Ricordiamo che le guide dei vini sono strumenti di divulgazione con fini commerciali e che gli interessi economici sono la rovina dell’umanità. Secondo molti l’ideale sarebbe avere un naso, un occhio e un palato elettronico, un database popolato con dati significativi e un algoritmo che riesca a dare il punteggio veritiero a ciascun vino; secondo me no: si perderebbe ogni significato ed il fascino dell’errore e della visione futura, un po’ come l’elemento elettronico nel mondo del calcio che toglierebbe significato al ruolo dell’arbitro, ovvero il giudizio umano.
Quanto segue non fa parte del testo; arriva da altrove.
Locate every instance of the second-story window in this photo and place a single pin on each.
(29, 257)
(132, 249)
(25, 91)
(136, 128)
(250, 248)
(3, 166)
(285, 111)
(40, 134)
E non finisce qui, ma attenzione: non pensate che io ce l’abbia con le guide o gli opinion leader del settore, semplicemente non mi va che vengano considerate come Bibbia della verità, perché in fatto di vino si può parlare sì di qualità – e su questo non ci piove – ma il gusto è assolutamente soggettivo! Se così non fosse basterebbe un solo ed unico inventario, anzi un album delle figurine dei vini d’Italia!
Lascio a voi la conclusione o aumento il vostro dubbio, ma questo è e sarà sempre uno tra i più grandi elementi di discussione del mondo del vino.